In 2002, Malachi Ritscher posted a statement on the War in Iraq on his blog, a mission statement that placed him utterly against the war, and headed to protest at a freeway off ramp in downtown Chicago.
Holding a sign that read “Thou shalt not kill,” Malachi doused himself in gasoline and committed a horrifying act of self-immolation as onlookers drove by. This act, reminiscent of the Vietnam anti-war movement, was almost entirely ignored by the media.
Last Tuesday, Melvin Small, a retired history professor from Wayne State University, pointed to this event in his lecture, “U.S. Antiwar Movements: Vietnam and Iraq.” Brought to Saginaw Valley as part of the history department’s Barstow Humanities Seminar program, Small is an esteemed name in the historical study of foreign and domestic policy and its role throughout United States history and has written many award-winning books on the subject.
Small came to Detroit to teach at Wayne State in 1965, the same year the first act of self-immolation during Vietnam War protests happened on that campus.
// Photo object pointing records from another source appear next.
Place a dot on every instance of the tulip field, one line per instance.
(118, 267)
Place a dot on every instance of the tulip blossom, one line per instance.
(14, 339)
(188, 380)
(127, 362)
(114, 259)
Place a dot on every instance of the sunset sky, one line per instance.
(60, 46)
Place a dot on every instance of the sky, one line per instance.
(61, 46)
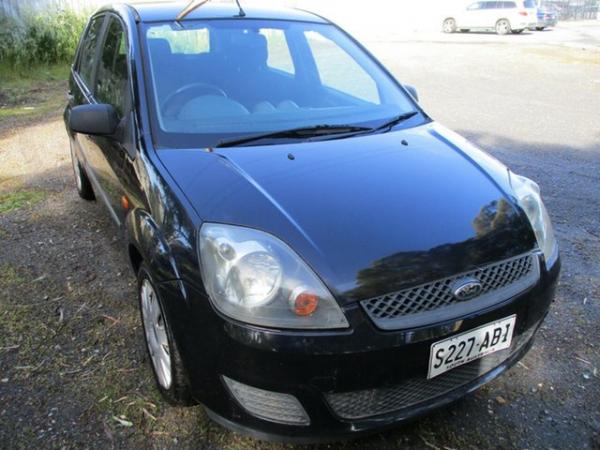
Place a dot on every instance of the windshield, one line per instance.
(221, 79)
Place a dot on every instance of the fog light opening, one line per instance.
(272, 406)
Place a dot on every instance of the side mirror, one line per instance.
(412, 91)
(95, 119)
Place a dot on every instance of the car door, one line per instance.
(107, 154)
(81, 87)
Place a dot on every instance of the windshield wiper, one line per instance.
(294, 133)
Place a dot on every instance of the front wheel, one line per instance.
(449, 25)
(503, 27)
(170, 375)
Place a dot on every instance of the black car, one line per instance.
(317, 258)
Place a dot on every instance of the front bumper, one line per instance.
(324, 369)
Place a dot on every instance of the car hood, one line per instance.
(370, 214)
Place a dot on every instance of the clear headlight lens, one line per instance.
(253, 277)
(528, 196)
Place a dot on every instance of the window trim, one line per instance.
(77, 66)
(129, 104)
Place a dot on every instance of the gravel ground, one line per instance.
(74, 374)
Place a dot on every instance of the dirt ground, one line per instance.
(73, 370)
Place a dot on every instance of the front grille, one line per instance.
(409, 307)
(373, 402)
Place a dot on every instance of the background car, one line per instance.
(546, 18)
(503, 17)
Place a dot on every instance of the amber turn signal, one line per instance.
(124, 202)
(305, 304)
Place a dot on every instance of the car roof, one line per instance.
(165, 11)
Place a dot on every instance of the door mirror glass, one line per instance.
(99, 119)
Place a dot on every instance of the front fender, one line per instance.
(145, 235)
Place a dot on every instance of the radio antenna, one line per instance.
(241, 13)
(194, 4)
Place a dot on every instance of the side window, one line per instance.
(111, 81)
(279, 54)
(88, 50)
(338, 70)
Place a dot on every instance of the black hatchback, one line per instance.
(316, 257)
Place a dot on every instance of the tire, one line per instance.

His lecture noted the stark contrast in the media representation of the Wayne State protest and Ritscher’s Iraq War protest in 2002. He noted that within four years, both the War in Iraq and the Vietnam War had lost more than 60 percent of their public support. However, he pointed out that the American public has not been actively protesting against the War in Iraq. The underlying theme of the lecture sought to understand the reason for this disparity in public approach to the United States’ last two major war efforts.
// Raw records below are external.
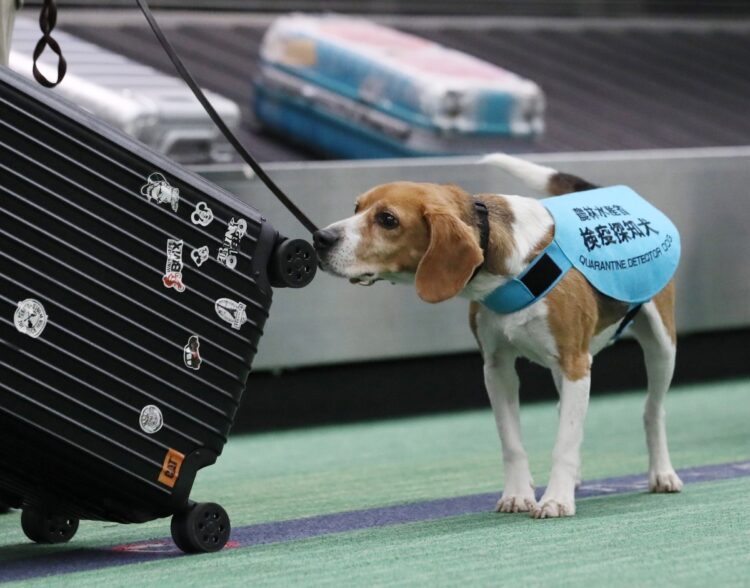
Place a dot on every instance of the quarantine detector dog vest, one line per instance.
(624, 246)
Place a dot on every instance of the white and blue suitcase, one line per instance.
(351, 88)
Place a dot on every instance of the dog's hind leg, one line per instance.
(654, 330)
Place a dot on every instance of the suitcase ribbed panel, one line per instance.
(80, 235)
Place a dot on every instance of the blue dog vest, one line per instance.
(625, 247)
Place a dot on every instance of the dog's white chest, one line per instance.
(526, 332)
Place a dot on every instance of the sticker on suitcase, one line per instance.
(231, 312)
(158, 189)
(173, 272)
(202, 215)
(30, 318)
(200, 255)
(170, 471)
(192, 353)
(228, 252)
(151, 419)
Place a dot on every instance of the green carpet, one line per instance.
(700, 536)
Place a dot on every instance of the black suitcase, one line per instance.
(133, 295)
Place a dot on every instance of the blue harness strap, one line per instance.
(625, 247)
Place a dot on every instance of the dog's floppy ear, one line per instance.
(450, 260)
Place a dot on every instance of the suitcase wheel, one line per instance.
(44, 527)
(203, 528)
(293, 264)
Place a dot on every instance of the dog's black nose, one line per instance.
(325, 239)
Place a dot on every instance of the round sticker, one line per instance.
(30, 318)
(151, 419)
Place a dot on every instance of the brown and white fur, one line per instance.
(434, 244)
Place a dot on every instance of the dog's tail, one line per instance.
(539, 177)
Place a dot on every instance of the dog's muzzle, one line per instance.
(324, 240)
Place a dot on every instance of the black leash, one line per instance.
(190, 81)
(47, 22)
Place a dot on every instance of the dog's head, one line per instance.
(406, 232)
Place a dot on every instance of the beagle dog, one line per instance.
(429, 235)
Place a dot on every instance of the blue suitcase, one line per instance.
(351, 88)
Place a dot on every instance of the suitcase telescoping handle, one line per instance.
(294, 262)
(218, 121)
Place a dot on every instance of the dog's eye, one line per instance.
(386, 220)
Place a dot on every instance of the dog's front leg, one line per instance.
(559, 498)
(502, 387)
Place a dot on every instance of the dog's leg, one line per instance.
(559, 498)
(659, 352)
(502, 387)
(557, 376)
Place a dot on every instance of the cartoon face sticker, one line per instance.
(228, 252)
(173, 271)
(158, 189)
(30, 318)
(151, 419)
(192, 354)
(200, 256)
(202, 215)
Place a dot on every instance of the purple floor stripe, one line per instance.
(80, 560)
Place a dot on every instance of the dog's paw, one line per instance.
(553, 509)
(515, 503)
(663, 482)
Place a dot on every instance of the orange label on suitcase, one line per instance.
(170, 471)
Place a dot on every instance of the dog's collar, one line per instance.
(480, 210)
(539, 277)
(533, 283)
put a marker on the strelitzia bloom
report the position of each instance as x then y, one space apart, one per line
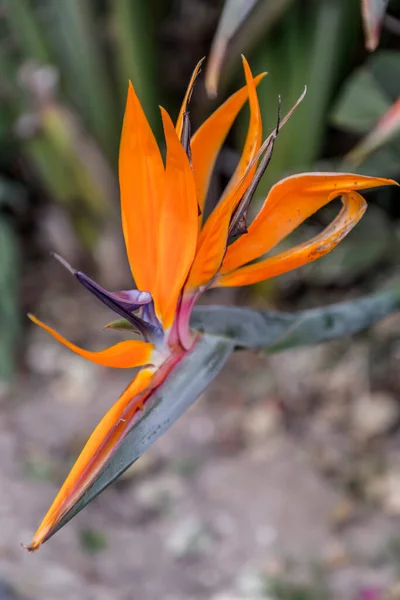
175 254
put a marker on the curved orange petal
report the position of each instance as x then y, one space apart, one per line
208 139
141 177
287 205
125 355
95 454
254 132
177 225
186 99
353 209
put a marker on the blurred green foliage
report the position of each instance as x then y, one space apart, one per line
64 68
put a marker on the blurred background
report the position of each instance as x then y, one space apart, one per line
283 482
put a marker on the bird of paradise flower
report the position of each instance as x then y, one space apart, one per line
175 254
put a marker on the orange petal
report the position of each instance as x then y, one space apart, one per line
288 204
353 209
208 139
254 132
95 454
186 100
141 176
177 225
127 354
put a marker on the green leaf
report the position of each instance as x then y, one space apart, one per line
24 24
373 12
242 25
226 328
73 29
9 309
274 331
190 378
136 49
368 93
361 103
Overall, he noted many important factors that had changed and largely seemed to affect public reaction to the war. According to Small, the retraction of the draft, the shift in the way the public receives its news today and the belief that protesting will not accomplish any policy changes all harm the productivity of a strong anti-war movement and the probability that one as strong as the anti-Vietnam movement will rise again today.
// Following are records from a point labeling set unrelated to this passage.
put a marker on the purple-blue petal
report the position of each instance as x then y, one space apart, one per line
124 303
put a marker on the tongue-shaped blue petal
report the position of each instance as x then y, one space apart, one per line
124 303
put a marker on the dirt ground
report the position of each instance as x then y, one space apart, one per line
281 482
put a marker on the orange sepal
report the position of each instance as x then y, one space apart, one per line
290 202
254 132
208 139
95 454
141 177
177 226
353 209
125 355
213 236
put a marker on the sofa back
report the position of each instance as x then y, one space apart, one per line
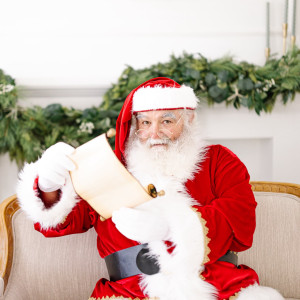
275 254
69 267
52 268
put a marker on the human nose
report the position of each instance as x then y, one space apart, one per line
154 131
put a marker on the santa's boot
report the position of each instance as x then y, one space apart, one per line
258 292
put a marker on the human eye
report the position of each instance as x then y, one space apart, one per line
167 122
142 123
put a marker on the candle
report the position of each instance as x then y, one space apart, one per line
286 11
294 19
268 25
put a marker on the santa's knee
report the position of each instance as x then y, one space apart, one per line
258 292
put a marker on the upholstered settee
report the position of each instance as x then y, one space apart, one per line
33 267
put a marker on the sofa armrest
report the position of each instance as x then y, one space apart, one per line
7 209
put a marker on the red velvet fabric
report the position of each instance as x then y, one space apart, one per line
227 205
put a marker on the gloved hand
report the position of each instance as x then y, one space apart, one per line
140 225
54 167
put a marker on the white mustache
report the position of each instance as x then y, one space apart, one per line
152 142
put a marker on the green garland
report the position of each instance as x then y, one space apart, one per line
26 132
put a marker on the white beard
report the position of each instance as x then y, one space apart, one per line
181 159
169 169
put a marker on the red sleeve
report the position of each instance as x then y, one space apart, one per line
229 219
80 219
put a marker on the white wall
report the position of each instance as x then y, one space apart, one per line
84 46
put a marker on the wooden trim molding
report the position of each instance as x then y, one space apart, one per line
9 206
7 209
276 187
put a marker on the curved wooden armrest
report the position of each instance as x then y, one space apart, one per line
7 209
276 187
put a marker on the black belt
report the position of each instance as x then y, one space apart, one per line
136 260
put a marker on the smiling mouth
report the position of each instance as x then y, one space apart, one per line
159 145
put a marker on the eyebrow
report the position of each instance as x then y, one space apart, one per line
165 115
169 115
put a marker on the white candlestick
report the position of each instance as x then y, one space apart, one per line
268 25
294 19
286 11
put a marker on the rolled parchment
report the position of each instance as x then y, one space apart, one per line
102 180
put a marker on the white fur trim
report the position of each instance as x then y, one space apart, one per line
34 206
179 272
258 292
158 97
The hardest hit to the modern war movement in Small’s eyes is the complete lack of media coverage and the portrayal of the few protestors in the media. His studies have noticed that media coverage of protestors provided the anti-Vietnam movement with all of its strength, and as it began to retract media coverage at the war’s finale, it simply never returned.
After his lecture, Small was asked how to best bring attention to anti-war protests.
“Apparently, everything works … and everything doesn’t work, depending on the circumstances,” he said.